48.  His Honour plainly awarded two-thirds of the interest he would have
awarded had his calculation been correct but, in the circumstances, we do not
feel bound to approach the matter in the same way, particularly as we have
increased the amount of damages which we think are properly payable to the
appellants.  This action arose out of a commercial transaction and, in the
result, the respondent has had the benefit of what now proves to have been the
appellants' money for many years.  We see no reason why any reduction in the
amount of interest which would have been awarded at the conventional rate
should be made.
49.  We think that the appropriate rate of interest therefore is 14% and the
appropriate period for which it ought to be payable 9 1/2 years.  This makes
adequate allowance for the fact that some of the interest would be payable in
respect of sums which would not have become due for up to seven weeks after 7
July 1979.  The proper amount to award for interest is, therefore, $37,232.95
and the total amount to which the appellants are entitled is $65,227.65.  In
reaching this conclusion we have taken into account the recent decision of the
High Court in Nicol v. Allyacht Spars Pty Ltd (No.2) (1988) 62 ALJR 557.

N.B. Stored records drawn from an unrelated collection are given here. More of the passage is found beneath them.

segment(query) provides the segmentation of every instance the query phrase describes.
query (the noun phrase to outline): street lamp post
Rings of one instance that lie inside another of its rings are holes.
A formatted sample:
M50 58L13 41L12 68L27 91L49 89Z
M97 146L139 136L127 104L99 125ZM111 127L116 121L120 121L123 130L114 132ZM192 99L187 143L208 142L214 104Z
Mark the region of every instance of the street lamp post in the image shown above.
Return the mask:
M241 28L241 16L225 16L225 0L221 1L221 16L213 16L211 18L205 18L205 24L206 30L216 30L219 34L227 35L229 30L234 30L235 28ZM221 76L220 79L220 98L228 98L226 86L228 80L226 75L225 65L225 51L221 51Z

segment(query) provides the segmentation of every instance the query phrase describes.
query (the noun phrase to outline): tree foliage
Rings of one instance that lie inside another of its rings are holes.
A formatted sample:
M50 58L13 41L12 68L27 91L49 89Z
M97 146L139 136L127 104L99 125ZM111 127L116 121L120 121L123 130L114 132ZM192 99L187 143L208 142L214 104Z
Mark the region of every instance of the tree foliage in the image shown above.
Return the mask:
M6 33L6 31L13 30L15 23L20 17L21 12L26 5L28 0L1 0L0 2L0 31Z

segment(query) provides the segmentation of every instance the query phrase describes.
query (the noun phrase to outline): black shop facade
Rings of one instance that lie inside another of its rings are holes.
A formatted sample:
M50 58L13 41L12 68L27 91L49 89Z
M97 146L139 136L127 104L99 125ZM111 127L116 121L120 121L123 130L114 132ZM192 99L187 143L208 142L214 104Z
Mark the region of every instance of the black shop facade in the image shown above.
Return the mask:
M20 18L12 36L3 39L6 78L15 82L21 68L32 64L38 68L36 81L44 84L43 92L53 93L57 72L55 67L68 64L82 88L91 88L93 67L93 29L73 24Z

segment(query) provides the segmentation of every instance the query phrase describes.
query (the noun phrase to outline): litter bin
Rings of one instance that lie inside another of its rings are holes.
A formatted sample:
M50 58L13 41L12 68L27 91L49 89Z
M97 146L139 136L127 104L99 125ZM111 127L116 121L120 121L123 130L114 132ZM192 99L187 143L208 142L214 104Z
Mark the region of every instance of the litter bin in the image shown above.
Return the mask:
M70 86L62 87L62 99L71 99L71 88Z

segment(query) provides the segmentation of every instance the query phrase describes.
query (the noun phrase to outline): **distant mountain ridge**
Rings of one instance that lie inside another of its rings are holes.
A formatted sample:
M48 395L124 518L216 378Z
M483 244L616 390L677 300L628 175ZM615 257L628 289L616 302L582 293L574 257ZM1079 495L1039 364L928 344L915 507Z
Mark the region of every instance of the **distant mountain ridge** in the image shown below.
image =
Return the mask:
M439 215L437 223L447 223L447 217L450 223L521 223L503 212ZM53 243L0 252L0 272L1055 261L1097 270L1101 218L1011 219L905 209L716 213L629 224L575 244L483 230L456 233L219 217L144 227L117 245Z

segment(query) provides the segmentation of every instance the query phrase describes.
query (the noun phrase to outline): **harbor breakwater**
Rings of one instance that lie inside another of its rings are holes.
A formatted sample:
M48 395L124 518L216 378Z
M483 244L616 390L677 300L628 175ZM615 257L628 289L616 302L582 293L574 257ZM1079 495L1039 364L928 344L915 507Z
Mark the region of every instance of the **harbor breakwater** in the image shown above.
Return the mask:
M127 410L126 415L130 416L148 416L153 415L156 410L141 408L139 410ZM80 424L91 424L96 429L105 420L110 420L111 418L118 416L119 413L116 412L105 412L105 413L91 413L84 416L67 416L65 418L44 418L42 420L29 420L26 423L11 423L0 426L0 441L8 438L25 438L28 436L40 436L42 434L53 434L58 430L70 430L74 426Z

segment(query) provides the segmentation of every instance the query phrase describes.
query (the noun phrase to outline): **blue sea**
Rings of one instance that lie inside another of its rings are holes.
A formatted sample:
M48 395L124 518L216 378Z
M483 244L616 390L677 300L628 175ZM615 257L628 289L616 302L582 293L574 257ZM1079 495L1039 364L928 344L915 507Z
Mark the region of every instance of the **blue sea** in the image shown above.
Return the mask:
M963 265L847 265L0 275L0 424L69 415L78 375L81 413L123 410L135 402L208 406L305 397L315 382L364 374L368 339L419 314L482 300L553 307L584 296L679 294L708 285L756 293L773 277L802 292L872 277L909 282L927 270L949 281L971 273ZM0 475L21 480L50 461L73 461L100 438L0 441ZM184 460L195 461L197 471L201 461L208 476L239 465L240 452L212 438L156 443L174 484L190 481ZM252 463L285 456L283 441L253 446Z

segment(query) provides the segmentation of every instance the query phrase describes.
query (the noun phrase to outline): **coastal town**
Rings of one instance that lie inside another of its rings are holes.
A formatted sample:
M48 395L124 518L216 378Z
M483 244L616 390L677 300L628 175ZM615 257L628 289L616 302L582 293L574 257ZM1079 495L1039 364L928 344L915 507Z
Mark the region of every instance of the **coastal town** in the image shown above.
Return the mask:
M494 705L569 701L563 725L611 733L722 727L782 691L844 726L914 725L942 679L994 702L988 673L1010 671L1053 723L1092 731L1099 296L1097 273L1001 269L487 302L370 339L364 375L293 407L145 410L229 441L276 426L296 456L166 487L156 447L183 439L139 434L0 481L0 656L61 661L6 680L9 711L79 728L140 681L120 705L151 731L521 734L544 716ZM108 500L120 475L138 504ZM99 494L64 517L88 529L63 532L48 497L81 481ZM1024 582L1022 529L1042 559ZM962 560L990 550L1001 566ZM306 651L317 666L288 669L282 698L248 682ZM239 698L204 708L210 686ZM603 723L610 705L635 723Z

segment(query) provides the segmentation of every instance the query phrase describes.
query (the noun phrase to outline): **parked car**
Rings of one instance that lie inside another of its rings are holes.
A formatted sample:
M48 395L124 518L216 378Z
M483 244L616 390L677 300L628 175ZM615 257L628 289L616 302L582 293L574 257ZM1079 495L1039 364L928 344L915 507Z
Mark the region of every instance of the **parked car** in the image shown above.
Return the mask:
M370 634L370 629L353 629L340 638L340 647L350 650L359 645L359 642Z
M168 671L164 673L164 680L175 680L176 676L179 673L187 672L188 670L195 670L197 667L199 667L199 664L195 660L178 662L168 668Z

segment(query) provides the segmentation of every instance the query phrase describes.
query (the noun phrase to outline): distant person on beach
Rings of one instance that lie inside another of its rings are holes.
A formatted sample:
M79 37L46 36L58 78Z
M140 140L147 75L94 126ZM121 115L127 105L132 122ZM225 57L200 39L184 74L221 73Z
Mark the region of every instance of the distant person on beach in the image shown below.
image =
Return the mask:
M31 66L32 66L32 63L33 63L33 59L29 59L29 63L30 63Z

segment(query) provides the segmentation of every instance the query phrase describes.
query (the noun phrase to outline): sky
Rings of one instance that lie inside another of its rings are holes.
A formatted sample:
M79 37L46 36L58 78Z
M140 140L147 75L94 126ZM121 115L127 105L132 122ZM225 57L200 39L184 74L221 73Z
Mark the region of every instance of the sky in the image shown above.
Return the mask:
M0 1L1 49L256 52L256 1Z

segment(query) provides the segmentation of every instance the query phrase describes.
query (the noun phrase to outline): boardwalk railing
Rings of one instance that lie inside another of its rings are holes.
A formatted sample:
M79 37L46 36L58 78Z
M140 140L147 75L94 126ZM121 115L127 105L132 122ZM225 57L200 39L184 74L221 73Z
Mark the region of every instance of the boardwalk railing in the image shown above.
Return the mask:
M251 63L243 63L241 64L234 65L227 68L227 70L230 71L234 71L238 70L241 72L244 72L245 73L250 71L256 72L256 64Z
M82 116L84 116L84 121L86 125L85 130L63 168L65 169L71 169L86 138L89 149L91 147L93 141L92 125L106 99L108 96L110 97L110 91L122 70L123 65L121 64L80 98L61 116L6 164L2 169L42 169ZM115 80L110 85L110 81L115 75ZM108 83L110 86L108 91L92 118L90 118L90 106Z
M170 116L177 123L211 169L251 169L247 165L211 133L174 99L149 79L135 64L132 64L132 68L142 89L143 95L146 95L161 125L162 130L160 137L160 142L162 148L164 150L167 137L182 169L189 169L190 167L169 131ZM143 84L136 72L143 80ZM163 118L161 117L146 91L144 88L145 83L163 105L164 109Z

50.  The appeal should be allowed.  The judgment appealed from should be
varied by substituting for the orders that judgment be entered for the
plaintiffs against the firstnamed defendant in the sum of $29,116.70 and that
the plaintiffs recover against the firstnamed defendant the sum of $29,116.70
and costs orders that judgment be entered for the plaintiffs against the
firstnamed defendant in the sum of $65,227,65 and that the plaintiffs recover
against the firstnamed defendant the sum of $65,227.65 and costs. The
respondent must pay the appellants' costs of the appeal.